Ad Isernia, dove di producono della magnifiche cipolle tonde e schiacciate, originariamente di color vinato, si svolgerà, organizzato dalla locale delegazione dell’Accademia Italiana della Cucina, un processo pubblico a carico del popolare bulbo. Le accuse contro la cipolla sono così antiche che Bettino Ricasoli, il famoso uomo politico e grande proprietario in Chianti, ne voleva vietare l’uso alimentare ai suoi contadini. L’avversione per le cipolle, indigeste, povere di sostanza e flatulente, era motivata da norme igieniche di corretta alimentazione che furono riprese pari pari da Pellegrino Artusi nel suo celeberrimo manuale La scienza in cucina e l’arte di mangiar bene. Una leggenda popolare racconta che Ricasoli arrivò a scacciare uno dei suoi contadini che si ostinava a mangiare la cipolla. Forse la leggenda non dice il vero, ma certo il «Barone di ferro» si preoccupava anche dell’igiene alimentare dei suoi mezzadri e, allora, la cipolla non godeva di buona fama. Mangiare solo cipolle, come poteva accadere nell’800 ai contadini, non era un bel mangiare e il povero mezzadro, del resto, accompagnava la cipolla con il pane. La cipolla cruda, però, era indigesta ed anche oggi molti sostengono che si «rinfaccia».

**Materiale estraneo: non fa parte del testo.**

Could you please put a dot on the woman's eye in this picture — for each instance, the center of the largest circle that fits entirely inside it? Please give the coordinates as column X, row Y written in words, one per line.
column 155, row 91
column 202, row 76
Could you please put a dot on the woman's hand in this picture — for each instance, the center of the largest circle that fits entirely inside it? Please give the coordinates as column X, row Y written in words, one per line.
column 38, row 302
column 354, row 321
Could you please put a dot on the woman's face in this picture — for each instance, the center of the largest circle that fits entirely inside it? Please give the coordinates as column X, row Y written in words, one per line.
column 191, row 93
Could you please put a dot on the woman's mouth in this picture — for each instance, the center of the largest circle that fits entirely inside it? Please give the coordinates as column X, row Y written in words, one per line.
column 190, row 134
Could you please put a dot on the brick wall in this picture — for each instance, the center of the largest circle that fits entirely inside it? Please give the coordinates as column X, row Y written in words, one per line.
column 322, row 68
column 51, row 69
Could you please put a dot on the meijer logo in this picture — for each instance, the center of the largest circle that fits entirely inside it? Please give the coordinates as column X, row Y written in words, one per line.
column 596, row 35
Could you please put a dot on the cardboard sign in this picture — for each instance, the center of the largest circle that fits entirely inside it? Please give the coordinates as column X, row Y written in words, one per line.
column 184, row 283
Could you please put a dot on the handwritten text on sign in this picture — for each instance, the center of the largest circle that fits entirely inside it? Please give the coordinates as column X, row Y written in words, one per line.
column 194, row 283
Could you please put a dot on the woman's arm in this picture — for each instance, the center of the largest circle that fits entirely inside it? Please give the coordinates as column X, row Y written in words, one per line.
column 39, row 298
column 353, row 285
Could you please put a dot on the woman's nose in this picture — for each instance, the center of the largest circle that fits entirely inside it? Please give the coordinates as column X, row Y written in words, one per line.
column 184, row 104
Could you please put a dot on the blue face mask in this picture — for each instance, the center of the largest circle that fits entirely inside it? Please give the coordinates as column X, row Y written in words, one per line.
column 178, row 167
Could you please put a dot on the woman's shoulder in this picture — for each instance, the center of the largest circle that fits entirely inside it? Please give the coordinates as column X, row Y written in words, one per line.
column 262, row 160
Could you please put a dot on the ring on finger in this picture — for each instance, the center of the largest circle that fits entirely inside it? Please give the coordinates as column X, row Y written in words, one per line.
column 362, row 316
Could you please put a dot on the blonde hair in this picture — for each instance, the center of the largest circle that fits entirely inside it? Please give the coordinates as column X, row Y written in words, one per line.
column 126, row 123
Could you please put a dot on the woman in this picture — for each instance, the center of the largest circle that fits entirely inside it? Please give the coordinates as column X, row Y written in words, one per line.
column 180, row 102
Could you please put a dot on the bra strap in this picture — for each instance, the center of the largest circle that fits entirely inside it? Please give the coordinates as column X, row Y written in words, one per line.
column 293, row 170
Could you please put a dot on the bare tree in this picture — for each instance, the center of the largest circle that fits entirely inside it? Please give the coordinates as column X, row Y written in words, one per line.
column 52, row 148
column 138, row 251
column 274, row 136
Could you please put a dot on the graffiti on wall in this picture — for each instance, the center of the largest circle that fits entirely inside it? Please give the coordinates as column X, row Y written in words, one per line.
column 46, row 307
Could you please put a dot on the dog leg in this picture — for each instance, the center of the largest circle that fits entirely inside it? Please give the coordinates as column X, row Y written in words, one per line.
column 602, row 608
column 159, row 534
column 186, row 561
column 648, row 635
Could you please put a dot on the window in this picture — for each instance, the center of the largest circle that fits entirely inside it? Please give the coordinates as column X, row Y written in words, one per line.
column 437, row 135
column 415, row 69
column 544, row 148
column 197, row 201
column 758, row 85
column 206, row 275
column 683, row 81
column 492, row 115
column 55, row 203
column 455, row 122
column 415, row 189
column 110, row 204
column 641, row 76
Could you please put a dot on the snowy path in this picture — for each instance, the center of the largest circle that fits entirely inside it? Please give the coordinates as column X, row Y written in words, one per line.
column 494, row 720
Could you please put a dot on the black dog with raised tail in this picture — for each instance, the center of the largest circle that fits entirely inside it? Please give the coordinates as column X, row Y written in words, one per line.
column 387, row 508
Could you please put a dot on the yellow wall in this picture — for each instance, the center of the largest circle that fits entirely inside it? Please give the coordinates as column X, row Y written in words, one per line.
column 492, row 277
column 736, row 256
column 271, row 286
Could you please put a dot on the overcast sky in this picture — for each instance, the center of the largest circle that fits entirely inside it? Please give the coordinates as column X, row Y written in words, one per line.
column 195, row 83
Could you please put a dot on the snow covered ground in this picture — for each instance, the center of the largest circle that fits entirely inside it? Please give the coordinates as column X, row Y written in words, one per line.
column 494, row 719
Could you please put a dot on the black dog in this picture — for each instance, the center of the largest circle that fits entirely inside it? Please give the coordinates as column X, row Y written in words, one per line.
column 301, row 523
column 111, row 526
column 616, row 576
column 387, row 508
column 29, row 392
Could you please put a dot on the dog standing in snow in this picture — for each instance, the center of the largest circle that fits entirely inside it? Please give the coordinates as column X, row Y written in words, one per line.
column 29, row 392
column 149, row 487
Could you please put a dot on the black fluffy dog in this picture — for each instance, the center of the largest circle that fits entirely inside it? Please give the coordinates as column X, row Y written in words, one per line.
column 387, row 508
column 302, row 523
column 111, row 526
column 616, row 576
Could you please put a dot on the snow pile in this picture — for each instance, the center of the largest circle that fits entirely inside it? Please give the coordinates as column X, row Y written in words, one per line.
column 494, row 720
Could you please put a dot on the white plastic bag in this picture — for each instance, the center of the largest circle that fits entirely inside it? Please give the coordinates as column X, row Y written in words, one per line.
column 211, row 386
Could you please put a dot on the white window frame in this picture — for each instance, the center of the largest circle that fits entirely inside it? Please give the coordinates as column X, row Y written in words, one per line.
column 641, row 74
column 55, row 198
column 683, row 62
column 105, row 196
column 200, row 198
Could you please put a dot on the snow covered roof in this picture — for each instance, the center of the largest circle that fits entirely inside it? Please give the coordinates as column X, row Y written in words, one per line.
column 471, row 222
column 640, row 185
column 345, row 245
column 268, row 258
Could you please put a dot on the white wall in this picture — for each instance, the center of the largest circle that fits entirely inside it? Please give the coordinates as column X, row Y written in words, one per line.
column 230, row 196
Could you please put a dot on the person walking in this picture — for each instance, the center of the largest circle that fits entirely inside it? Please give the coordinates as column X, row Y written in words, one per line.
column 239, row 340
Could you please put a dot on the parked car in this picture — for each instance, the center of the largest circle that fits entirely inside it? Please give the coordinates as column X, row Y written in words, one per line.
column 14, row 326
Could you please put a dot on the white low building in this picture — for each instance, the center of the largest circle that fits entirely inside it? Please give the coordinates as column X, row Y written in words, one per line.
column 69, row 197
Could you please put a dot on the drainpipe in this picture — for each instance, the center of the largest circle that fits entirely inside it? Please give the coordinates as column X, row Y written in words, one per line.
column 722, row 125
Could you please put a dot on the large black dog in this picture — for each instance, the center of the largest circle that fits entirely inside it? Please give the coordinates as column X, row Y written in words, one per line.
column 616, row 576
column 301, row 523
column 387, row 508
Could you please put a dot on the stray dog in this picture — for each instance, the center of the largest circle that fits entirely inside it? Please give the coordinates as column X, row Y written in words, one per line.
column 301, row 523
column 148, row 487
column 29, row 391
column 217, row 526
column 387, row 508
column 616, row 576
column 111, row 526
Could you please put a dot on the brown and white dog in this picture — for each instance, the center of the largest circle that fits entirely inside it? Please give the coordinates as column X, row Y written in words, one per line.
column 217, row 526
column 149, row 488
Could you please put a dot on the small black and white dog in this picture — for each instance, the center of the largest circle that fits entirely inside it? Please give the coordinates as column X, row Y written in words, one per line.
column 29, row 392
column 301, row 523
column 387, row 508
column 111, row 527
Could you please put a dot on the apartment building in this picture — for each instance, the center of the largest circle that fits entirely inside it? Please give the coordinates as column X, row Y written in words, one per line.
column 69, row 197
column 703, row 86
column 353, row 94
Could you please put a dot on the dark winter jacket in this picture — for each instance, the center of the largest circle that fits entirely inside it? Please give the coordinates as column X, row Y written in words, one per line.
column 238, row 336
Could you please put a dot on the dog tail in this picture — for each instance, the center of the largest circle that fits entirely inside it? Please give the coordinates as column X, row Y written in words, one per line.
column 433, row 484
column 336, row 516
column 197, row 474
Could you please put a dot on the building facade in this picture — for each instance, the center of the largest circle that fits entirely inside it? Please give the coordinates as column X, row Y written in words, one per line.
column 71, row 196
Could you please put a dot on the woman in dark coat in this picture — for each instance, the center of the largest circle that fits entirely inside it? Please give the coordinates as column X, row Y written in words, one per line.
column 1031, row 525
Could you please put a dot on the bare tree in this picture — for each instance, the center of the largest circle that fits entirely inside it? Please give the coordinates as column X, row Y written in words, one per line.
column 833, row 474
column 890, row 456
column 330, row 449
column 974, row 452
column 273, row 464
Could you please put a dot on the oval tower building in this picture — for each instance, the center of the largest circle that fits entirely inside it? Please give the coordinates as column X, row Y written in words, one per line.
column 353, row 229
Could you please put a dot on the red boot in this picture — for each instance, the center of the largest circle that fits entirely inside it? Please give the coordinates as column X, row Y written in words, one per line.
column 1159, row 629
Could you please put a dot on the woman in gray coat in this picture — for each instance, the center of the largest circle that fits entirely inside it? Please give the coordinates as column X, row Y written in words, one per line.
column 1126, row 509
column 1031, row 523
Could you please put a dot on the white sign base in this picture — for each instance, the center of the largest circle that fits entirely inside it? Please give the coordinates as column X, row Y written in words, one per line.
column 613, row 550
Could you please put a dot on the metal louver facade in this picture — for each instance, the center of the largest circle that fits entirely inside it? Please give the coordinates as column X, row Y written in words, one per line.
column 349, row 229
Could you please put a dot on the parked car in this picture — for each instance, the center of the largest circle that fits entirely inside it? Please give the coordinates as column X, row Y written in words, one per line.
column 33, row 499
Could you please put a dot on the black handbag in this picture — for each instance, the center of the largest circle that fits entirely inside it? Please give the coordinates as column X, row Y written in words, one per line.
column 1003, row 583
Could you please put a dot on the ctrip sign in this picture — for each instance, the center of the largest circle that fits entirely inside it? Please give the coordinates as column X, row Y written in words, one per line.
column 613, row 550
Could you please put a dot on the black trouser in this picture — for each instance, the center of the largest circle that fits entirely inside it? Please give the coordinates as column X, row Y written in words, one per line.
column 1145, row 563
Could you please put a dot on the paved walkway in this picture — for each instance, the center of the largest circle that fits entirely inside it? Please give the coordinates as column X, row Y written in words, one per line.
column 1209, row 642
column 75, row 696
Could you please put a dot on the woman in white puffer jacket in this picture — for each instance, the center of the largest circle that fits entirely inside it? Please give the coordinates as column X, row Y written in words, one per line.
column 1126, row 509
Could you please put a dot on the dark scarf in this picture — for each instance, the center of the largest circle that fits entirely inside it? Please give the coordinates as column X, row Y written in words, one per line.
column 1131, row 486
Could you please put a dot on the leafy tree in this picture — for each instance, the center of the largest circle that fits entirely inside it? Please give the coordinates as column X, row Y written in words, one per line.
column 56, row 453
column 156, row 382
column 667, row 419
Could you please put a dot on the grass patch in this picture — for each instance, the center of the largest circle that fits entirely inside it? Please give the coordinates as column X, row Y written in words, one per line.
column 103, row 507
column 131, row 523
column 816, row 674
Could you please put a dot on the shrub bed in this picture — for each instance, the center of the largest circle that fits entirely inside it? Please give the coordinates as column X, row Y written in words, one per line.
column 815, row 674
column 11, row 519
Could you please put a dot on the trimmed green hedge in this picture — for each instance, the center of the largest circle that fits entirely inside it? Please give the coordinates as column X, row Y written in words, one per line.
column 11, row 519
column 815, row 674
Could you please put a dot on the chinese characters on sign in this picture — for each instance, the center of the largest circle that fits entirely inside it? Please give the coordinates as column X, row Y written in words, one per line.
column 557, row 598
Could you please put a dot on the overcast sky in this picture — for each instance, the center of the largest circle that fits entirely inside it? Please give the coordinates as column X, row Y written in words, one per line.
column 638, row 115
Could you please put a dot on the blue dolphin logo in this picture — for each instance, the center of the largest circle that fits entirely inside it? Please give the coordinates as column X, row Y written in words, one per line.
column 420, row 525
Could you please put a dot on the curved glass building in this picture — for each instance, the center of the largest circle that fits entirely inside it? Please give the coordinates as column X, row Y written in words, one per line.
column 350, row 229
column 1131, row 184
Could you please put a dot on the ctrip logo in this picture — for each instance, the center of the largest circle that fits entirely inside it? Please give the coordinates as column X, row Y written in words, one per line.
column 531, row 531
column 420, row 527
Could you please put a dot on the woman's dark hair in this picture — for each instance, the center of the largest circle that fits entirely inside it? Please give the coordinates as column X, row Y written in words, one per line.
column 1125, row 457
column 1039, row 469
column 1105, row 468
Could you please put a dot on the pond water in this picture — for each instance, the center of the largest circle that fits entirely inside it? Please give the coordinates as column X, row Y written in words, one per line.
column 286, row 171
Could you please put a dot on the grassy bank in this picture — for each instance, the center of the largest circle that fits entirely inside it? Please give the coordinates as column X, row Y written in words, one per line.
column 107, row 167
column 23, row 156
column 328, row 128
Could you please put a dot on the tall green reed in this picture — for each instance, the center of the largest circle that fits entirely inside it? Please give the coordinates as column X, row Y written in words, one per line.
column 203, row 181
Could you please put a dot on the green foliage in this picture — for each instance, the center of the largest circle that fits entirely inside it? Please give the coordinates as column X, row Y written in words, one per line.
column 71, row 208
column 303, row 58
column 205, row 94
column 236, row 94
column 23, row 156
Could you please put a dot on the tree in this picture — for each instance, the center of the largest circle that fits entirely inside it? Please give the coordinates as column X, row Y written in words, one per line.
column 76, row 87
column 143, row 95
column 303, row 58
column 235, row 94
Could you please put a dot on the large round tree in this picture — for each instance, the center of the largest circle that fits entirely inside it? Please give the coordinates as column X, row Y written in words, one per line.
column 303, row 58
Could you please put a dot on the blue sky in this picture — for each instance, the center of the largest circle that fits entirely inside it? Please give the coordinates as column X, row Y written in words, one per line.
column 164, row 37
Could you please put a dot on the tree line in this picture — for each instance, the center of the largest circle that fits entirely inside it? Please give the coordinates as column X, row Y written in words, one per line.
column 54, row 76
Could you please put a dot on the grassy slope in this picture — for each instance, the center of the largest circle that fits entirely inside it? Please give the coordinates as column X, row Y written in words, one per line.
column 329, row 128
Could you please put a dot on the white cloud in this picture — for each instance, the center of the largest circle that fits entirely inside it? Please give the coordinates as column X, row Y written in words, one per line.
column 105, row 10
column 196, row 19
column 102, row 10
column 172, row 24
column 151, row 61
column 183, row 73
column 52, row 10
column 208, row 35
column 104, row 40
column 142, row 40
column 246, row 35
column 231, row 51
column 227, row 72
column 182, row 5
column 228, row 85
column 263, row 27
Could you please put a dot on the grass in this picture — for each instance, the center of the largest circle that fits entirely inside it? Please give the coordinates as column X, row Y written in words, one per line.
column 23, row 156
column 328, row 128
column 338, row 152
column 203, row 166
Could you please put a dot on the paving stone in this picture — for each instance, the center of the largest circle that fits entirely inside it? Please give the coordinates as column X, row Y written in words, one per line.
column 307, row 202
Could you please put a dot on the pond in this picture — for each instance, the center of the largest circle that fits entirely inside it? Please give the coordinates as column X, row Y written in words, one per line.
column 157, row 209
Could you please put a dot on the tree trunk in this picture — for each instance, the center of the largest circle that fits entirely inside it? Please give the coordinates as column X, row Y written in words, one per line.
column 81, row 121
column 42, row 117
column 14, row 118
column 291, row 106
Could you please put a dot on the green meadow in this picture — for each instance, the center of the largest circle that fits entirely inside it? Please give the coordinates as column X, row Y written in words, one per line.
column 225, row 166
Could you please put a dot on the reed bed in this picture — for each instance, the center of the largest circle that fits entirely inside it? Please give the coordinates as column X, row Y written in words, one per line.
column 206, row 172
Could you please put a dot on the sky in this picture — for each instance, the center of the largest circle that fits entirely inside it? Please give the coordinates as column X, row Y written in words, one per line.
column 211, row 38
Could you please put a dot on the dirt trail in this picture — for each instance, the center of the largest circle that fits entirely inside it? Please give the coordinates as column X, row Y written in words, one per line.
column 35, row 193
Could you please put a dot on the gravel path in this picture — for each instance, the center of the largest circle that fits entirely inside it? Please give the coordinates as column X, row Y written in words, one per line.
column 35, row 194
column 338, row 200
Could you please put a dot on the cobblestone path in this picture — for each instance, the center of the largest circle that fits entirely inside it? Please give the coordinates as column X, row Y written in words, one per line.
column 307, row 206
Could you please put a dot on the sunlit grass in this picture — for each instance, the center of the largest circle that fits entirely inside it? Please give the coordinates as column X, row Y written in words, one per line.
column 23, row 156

In realtà la cipolla in cucina è una splendida risorsa specialmente per le zuppe di pane e le minestre, ma anche per le salse a partire da quelle al pomodoro. Ci sono minestre con la cipolla famose ed in Francia addirittura raffinate. Ad Isernia si prepara la «cipollata» che è una minestra nutriente e saporita. Si tagliano le cipolle di Isernia a fettine sottili e si bagnano con l’acqua per addolcirle, poi si mettono in padella con olio di oliva e poca acqua. Si unisce il prezzemolo tritato e poi si versano nella padella delle uova appena sgusciate. Dopo aver salato si copre la padella con un coperchio e si fa cuocere il tutto fino al formarsi della «camicia». A quel punto non resta che mangiare con del pane abbondante come facevano i contadini a colazione. Non credo che a quel tempo i contadini avessero problemi di digestione e la cipolla, così cucinata, era una formidabile risorsa alimentare.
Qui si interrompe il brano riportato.